Contohnya yang paling gampang dan sering kita jumpai. Kalau celana sudah kekecilan pinggangnya, “ warning” ini kita artikan bahwa sudah waktunya untuk membeli celana baru yang lebih besar ukurannya. Kita beli celana baru, selesai perkaranya. Tetapi pernahkan kita mengartikan “warning” itu adalah bahwa celana kekecilan pinggangnya itu menandakan sudah waktunya kita untuk “slow down” apa-apa yang kita makan. Atau mulai mencari tahu kira-kiranya makanan apa yang harus dikurangi.
Dan juga “warning” bisa diartikan bahwa badan kita berteriak bahwa “kamu terlalu banyak makan makanan yang mengandung lemak” atau “ kurangi makanan yang banyak gulanya “ atau “ coba diperbanyak makan sayuran segar !!” Apakah kita pernah berpikir begitu ??

Contoh lainnya.
Kalau kita membaca dan mata mulai mengeluarkan air mata. Dengan segera kita berpikir “ah ini kurang terang” Kita ganti lampu dari 75 watts menjadi 100 watts upamanya. Dan kita kembali membaca. Mungkin “warning” ini sebetulnya memberi peringatan kepada kita bahwa sudah waktunya untuk datang berkunjung ke dokter mata. Mungkin sudah waktunya mengganti lens kaca mata kita. Atau ada tanda-tanda bahwa tekanan pada bola mata menjadi naik, sehingga keluar air mata.. Hanya seseorang yang mempunyai proffesi dibidang itu yang dapat memberikan saran yang benar.

Contoh lain.
Setiap gajihan, setelah membayar semua tagihan kok tidak ada sisa uang untuk ditabung. Pikiran kita dengan segera mengambil kesimpulan bahwa perlu mencari pekerjaan lain dengan bayaran yang lebih tinggi. Atau mencoba meminta naik gajih. Pernahkah ada pikiran bahwa mungkin ini karena saya boros ?? Atau terlalu banyak pengeluaran yang seharusnya tidak perlu. Atau mungkin harus mulai mencari jalan untuk menurunkan pengeluaran ?? Apa betul-betul diperlukan mempunyai SUV 8 Cylinders yang membakar 1 gallon bensin untuk 14 miles ?? Padahal yang mengendarai hanya Anda dan istri saja ?? Kalau kendaraan Anda itu dipakai untuk ketempat pekerjaan, apakah lebih ekonomis memakai kendaraan yang 4 cylinders yang membakar 1 gallon untuk 30 miles ? Mengingat harga bensin dewasa ini, dan kemungkinannya akan naik kalau ada perang ? Mungkin dengan mengganti dari mobil lux ke mobil ekonomis dapat menghemat ongkos asuransi ?? Apakah “life styles” sekarang ini lebih penting daripada menabung untuk keperluan dihari tua ???
.
Dan banyak lagi “warning” lainnya yang kita salah mengartikannya. Apakah pernah terpikirkan adanya pepatah “Bersedia payung sebelum hujan “ kaitannya dengan kehidupan sehari-hari ??

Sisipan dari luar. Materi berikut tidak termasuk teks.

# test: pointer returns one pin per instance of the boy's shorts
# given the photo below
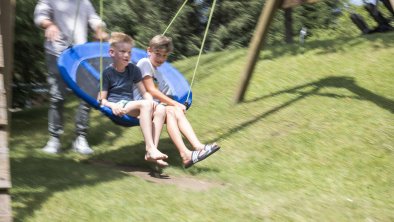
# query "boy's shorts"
(123, 102)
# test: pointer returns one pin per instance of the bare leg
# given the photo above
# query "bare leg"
(159, 116)
(175, 134)
(145, 108)
(185, 127)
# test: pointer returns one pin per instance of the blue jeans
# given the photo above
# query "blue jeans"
(57, 92)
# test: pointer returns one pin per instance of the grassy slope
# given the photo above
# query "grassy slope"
(312, 142)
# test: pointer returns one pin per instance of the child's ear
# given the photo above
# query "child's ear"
(149, 50)
(111, 52)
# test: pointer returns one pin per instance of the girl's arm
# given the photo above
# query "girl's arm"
(156, 93)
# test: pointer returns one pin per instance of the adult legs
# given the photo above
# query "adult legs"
(57, 93)
(82, 119)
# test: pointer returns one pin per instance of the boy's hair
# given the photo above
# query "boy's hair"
(161, 42)
(120, 37)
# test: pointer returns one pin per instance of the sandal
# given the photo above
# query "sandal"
(197, 156)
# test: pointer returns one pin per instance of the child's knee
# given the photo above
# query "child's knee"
(170, 111)
(160, 111)
(147, 105)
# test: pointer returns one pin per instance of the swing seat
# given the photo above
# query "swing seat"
(79, 67)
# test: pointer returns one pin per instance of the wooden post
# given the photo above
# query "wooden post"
(258, 38)
(7, 9)
(255, 46)
(392, 3)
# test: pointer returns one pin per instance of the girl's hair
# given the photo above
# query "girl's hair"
(120, 37)
(161, 42)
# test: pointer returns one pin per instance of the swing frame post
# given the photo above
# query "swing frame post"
(7, 10)
(256, 44)
(261, 31)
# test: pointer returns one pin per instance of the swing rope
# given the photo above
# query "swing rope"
(71, 42)
(169, 25)
(101, 54)
(175, 16)
(201, 48)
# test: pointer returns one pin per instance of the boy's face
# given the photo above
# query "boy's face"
(121, 54)
(158, 56)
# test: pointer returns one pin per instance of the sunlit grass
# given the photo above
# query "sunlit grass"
(311, 142)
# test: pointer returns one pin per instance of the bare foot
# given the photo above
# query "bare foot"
(155, 154)
(161, 163)
(207, 146)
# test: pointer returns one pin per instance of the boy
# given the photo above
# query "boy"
(118, 81)
(177, 124)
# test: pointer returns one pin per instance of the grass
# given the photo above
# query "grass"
(313, 141)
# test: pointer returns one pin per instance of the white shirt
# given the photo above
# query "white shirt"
(63, 13)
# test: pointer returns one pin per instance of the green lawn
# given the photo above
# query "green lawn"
(313, 141)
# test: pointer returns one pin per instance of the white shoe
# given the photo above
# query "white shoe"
(53, 145)
(81, 146)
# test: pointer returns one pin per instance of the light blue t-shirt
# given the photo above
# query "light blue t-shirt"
(159, 79)
(120, 85)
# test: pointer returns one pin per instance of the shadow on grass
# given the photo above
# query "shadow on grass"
(36, 179)
(312, 89)
(328, 46)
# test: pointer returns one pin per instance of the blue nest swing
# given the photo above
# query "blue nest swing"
(79, 67)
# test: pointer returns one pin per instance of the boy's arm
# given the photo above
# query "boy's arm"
(117, 109)
(156, 93)
(143, 91)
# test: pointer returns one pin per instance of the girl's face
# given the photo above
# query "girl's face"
(158, 56)
(121, 54)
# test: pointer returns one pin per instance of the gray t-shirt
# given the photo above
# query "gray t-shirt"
(158, 78)
(119, 85)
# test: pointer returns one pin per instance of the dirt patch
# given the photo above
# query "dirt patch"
(156, 176)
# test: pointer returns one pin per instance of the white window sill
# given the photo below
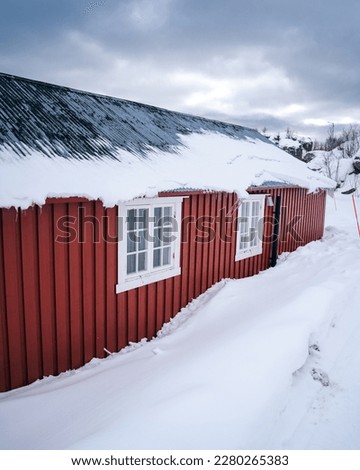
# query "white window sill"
(248, 253)
(146, 279)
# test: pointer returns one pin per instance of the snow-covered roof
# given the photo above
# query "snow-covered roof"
(58, 142)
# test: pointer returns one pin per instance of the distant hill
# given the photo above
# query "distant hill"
(338, 159)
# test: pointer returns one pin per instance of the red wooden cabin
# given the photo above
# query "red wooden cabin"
(81, 277)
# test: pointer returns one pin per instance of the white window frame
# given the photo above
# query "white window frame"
(249, 251)
(131, 281)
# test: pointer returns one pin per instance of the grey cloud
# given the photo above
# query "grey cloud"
(303, 53)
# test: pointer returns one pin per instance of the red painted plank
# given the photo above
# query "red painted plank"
(111, 279)
(14, 298)
(4, 348)
(198, 246)
(132, 302)
(122, 335)
(47, 289)
(76, 289)
(142, 313)
(169, 295)
(228, 261)
(30, 272)
(212, 240)
(100, 280)
(90, 233)
(192, 249)
(61, 269)
(217, 240)
(205, 242)
(160, 305)
(185, 244)
(152, 302)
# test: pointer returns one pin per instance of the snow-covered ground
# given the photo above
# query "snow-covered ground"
(270, 361)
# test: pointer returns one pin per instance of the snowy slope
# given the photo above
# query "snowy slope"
(58, 142)
(209, 161)
(264, 362)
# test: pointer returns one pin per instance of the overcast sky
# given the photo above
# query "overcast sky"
(273, 63)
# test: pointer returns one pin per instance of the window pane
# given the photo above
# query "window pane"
(245, 206)
(142, 261)
(167, 212)
(143, 218)
(143, 240)
(157, 237)
(131, 264)
(157, 215)
(131, 242)
(157, 258)
(166, 255)
(166, 235)
(131, 215)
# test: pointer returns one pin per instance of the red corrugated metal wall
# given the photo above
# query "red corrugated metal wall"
(58, 307)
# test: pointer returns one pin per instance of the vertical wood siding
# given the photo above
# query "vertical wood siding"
(58, 306)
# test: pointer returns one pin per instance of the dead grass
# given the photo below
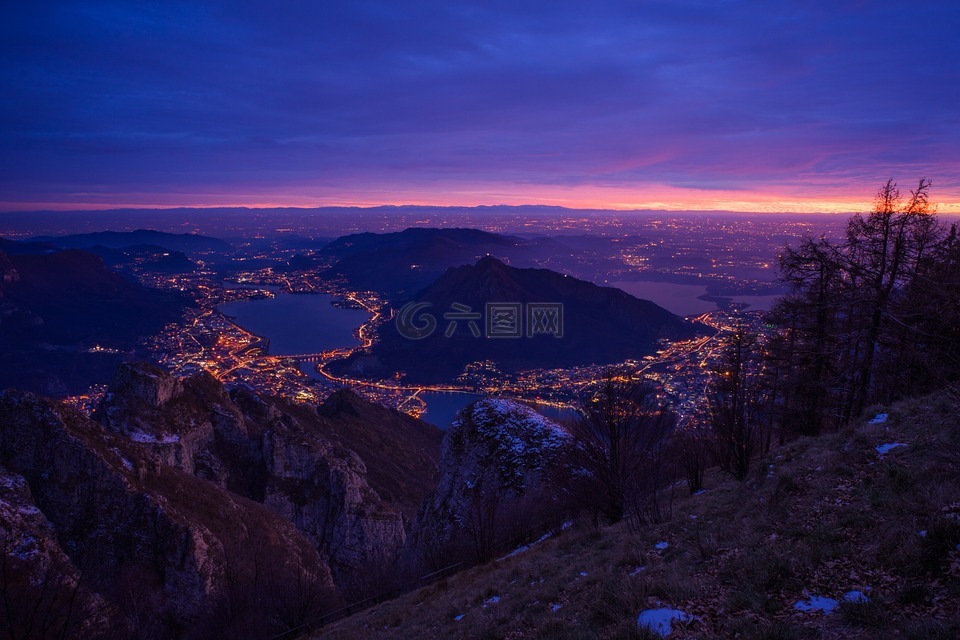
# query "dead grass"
(829, 516)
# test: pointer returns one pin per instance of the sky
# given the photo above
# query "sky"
(743, 106)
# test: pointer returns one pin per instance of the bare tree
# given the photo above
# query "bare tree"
(736, 403)
(621, 436)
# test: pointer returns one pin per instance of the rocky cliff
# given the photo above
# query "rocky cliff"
(202, 497)
(501, 468)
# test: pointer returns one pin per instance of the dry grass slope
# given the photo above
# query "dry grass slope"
(818, 517)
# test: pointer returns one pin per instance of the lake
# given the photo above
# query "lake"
(297, 323)
(680, 299)
(683, 299)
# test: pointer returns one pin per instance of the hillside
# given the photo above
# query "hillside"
(601, 325)
(818, 518)
(401, 263)
(55, 307)
(189, 243)
(187, 510)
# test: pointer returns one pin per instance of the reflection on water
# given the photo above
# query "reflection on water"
(297, 323)
(680, 299)
(442, 406)
(683, 299)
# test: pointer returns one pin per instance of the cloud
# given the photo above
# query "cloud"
(187, 98)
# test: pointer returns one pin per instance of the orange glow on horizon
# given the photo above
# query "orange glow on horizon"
(586, 197)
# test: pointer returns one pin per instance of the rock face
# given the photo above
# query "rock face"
(500, 467)
(203, 497)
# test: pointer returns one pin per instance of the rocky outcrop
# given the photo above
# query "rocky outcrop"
(146, 384)
(182, 505)
(500, 461)
(300, 463)
(119, 517)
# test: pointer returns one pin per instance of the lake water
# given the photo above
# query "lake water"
(683, 299)
(297, 323)
(442, 406)
(680, 299)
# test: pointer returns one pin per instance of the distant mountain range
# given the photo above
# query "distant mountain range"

Kalau kita minum air es atau air dingin, begitu air masuk dimulut terasa nyeri disalah satu gigi. Apa yang kita perbuat? Stop minum air es ganti dengan air teh panas atau air teh hangat. Memang tidak terasa sakit lagi. Kita sepelekan “warning” itu. Beberapa bulan kemudian lubang digigi membesar masuk makanan kena infeksi. Perlu dicabut, terpaksa berkunjungke Dokter gigi. Kalau semua dalam keadaan baik dan gigi hanya perlu dicabut, sukurlah. Bagaimana kalau lebih parah lagi, perlu dioperasi root canal umpamanya ? Selain sakitnya luar biasa, ongkosnyapun melambung pula. Karena apa karena salah mengartikan dari “warning” itu.

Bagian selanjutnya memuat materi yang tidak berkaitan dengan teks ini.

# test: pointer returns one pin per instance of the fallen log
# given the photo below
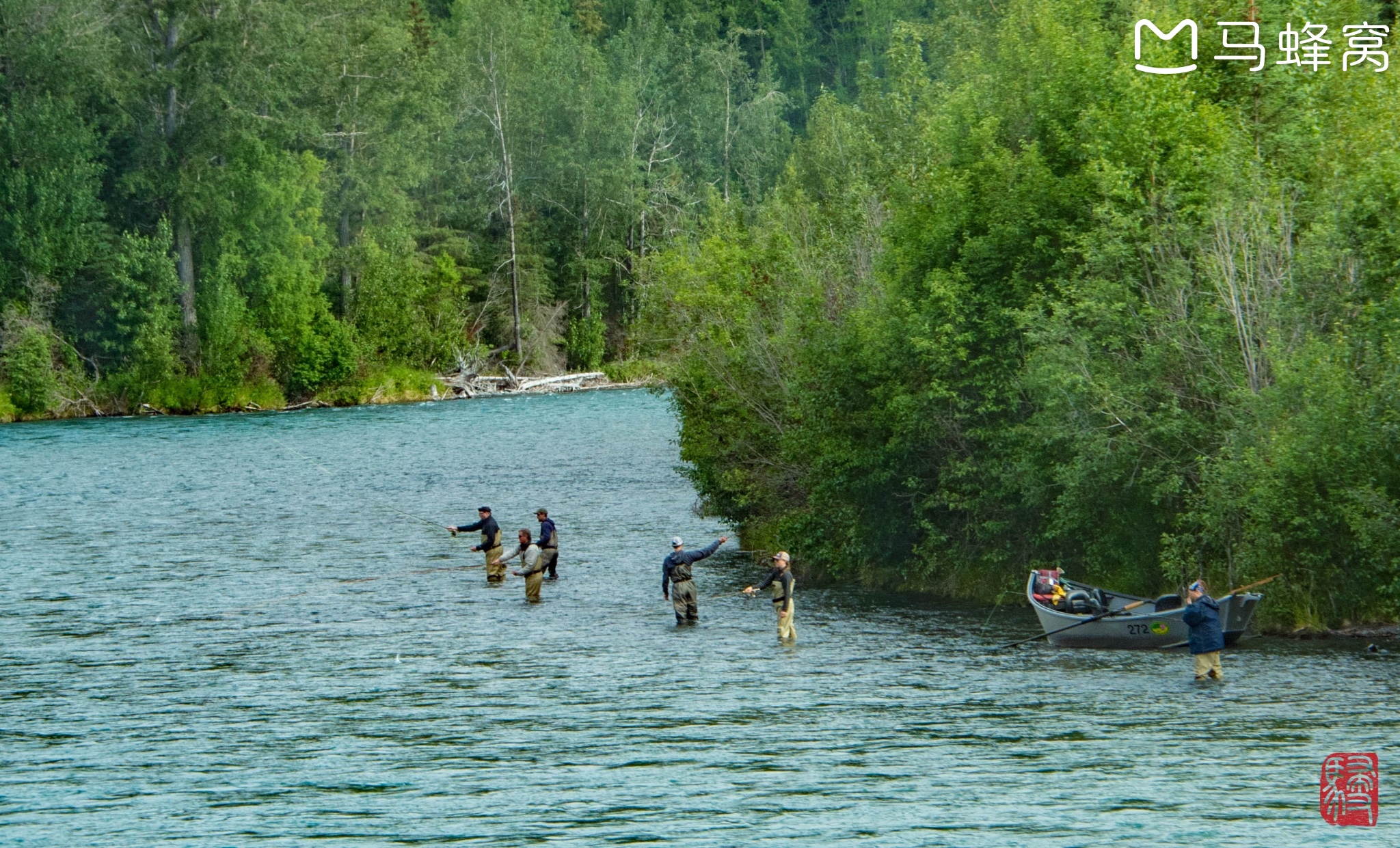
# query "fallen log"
(545, 381)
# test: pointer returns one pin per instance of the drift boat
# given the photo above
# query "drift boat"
(1157, 623)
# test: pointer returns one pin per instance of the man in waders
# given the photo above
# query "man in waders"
(675, 578)
(533, 562)
(548, 542)
(783, 586)
(490, 542)
(1207, 638)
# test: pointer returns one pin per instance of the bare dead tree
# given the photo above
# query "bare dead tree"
(496, 111)
(1249, 260)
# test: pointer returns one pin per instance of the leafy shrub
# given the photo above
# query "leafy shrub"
(28, 364)
(586, 340)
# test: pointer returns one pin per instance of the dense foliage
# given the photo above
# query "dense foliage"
(213, 203)
(1021, 305)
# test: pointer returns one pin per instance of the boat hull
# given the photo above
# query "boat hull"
(1139, 631)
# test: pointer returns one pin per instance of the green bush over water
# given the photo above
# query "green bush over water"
(1019, 305)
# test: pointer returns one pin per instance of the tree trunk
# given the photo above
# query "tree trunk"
(185, 268)
(498, 121)
(345, 260)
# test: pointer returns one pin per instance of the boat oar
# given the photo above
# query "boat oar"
(1267, 579)
(1134, 605)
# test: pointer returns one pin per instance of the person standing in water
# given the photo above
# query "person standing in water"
(533, 562)
(1207, 638)
(783, 586)
(548, 542)
(675, 578)
(490, 542)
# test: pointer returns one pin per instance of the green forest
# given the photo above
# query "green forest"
(941, 291)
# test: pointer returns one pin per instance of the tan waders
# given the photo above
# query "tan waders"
(1209, 665)
(684, 598)
(494, 574)
(788, 629)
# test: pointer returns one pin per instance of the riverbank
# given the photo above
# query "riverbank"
(195, 396)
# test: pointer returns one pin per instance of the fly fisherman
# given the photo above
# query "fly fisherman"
(534, 570)
(1206, 640)
(548, 542)
(783, 586)
(490, 543)
(675, 578)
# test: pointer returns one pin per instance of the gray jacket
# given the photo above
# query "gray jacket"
(530, 558)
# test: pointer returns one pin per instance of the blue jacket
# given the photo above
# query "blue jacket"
(677, 566)
(1204, 620)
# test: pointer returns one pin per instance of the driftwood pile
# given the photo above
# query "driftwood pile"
(467, 384)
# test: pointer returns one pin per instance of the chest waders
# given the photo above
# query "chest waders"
(550, 554)
(494, 574)
(684, 594)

Kepala terasa sakit kemudian pundakpun terasa tegang. Ambil jalan gampang, minum Advil atau Anacin. Mungkinkah “warning” itu menandakan bahwa Anda stress dipekerjaan atau keadaan dirumah yang menjadi sebabnya ? Apakah lebih baik dalam jangka panjang untuk menyelesaikan persoalan itu, sebaik-baiknya dicarikan jalan keluar daripada menelan Anacin atau Advil ?? Tentunya kalau Anda mengartikan yang sebetulnya “warning” yang diterima itu.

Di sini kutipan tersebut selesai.